Traders and investors use backtesting to analyze the historical performance of strategies before implementing them in live trading. Businesses leverage this market data for competitive intelligence, helping them track competitor activity and identify market trends and opportunities. For more advanced scenarios, explore our comprehensive financial data use cases.

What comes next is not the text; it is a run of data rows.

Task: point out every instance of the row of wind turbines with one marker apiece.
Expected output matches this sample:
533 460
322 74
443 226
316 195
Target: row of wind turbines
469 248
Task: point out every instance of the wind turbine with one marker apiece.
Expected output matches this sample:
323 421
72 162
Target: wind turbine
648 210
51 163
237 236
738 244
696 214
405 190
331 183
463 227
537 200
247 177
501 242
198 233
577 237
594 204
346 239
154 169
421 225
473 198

Now let’s see how to scrape this data.

Data extraction methodology

Modern financial sites like NASDAQ, yahoo finance, and google finance are built as single-page applications that use JavaScript to render dynamic content. Instead of parsing brittle HTML, it’s more robust to call their internal JSON API endpoints directly, since JSON responses are cleaner and more stable.

Here’s how to identify NASDAQ’s JSON endpoints:

  1. Open any ticker page (e.g., https://www.nasdaq.com/market-activity/stocks/aapl) and open your browser’s Developer Tools.
  2. In the Network tab, select the Fetch/XHR filter to isolate API traffic.
  3. Reload the page to capture all the requests.

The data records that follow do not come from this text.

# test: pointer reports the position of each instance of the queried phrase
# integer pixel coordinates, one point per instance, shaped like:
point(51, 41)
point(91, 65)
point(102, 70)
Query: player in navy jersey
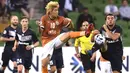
point(25, 41)
point(113, 35)
point(8, 37)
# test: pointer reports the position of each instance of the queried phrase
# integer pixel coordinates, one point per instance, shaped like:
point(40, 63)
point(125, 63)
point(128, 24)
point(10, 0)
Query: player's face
point(54, 12)
point(24, 23)
point(14, 21)
point(110, 21)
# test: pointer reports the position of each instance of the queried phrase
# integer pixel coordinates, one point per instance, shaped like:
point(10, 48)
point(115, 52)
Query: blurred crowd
point(27, 9)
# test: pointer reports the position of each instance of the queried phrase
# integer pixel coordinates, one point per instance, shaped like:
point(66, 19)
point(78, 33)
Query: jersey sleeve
point(76, 44)
point(5, 33)
point(34, 38)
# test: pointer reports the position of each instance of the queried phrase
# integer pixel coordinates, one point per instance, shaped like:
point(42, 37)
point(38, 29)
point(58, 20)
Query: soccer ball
point(99, 39)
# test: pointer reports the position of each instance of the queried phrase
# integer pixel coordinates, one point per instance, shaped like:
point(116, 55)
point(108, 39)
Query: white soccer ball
point(99, 39)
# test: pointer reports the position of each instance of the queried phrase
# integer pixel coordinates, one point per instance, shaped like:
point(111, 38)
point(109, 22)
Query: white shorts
point(105, 67)
point(50, 46)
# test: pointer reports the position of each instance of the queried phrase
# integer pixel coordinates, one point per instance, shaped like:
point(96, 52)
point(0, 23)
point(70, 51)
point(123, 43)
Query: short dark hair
point(109, 15)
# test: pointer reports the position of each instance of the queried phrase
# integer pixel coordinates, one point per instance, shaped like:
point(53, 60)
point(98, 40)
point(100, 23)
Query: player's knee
point(53, 70)
point(88, 71)
point(44, 63)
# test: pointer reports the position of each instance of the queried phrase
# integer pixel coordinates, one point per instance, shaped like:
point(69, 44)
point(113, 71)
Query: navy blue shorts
point(57, 60)
point(87, 63)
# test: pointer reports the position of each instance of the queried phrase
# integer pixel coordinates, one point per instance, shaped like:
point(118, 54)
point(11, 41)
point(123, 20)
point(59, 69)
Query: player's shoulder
point(8, 28)
point(44, 17)
point(61, 17)
point(31, 31)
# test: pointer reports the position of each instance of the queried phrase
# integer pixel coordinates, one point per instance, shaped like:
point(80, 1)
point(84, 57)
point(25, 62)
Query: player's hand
point(28, 47)
point(12, 38)
point(14, 48)
point(78, 55)
point(105, 27)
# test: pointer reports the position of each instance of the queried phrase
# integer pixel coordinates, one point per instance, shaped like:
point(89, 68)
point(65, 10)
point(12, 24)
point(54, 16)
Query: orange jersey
point(52, 28)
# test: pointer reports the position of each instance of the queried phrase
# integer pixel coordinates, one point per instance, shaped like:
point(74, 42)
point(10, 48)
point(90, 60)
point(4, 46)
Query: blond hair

After reloading, you’ll see requests like market-info, chart, watchlist, and several others.

nasdaq-market-info

Click any request to inspect the JSON payload, the market-info request, for example, displays a comprehensive data structure with real-time market information.

nasdaq-json-data

With these endpoints identified, let’s set up the required tools.

Prerequisites

  • Python 3.x
  • A code editor (VS Code, PyCharm, etc.)
  • Basic familiarity with Chrome Developer Tools
  • Understanding of Python scraping basics and data extraction libraries
  • The requests library. Install it using the command pip install requests

If you’re new to the requests library, our Python requests guide covers all the techniques we’ll use in this tutorial.

With these tools ready, let’s explore the first method.

Method 1 – web scraping with direct API access

The key endpoints we’ll use provide comprehensive market data through clean JSON responses.

Market status and trading schedule

This endpoint returns U.S. market status with countdown information and complete trading schedules. It covers regular hours, pre-market, and after-hours sessions, providing previous and next trading dates in multiple timestamp formats for easy integration.

The endpoint is https://api.nasdaq.com/api/market-info.

Here’s a simple implementation:

import requests

headers = {
    'accept': 'application/json',
    'user-agent': 'Mozilla/5.0 (Macintosh; Intel Mac OS X 10_15_7) AppleWebKit/537.36 (KHTML, like Gecko) Chrome/138.0.0.0 Safari/537.36',
}

response = requests.get('https://api.nasdaq.com/api/market-info', headers=headers)

print(response.json())

The API returns market status data like this:

{
  "data": {
    "country": "U.S.",
    "marketIndicator": "Market Open",
    "uiMarketIndicator": "Market Open",
    "marketCountDown": "Market Closes in 3H 7M",
    "preMarketOpeningTime": "Jul 29, 2025 04:00 AM ET",
    "preMarketClosingTime": "Jul 29, 2025 09:30 AM ET",
    "marketOpeningTime": "Jul 29, 2025 09:30 AM ET",
    "marketClosingTime": "Jul 29, 2025 04:00 PM ET",
    "afterHoursMarketOpeningTime": "Jul 29, 2025 04:00 PM ET",
    "afterHoursMarketClosingTime": "Jul 29, 2025 08:00 PM ET",
    "previousTradeDate": "Jul 28, 2025",
    "nextTradeDate": "Jul 30, 2025",
    "isBusinessDay": true,
    "mrktStatus": "Open",
    "mrktCountDown": "Closes in 3H 7M",
    "pmOpenRaw": "2025-07-29T04:00:00",
    "ahCloseRaw": "2025-07-29T20:00:00",
    "openRaw": "2025-07-29T09:30:00",
    "closeRaw": "2025-07-29T16:00:00"
  }
}

Great! This shows the API approach for retrieving real-time market timing data.

Stock quote data

NASDAQ’s quote endpoint provides detailed stock data for any publicly traded company, including the latest pricing, trading volume, company info, and market statistics.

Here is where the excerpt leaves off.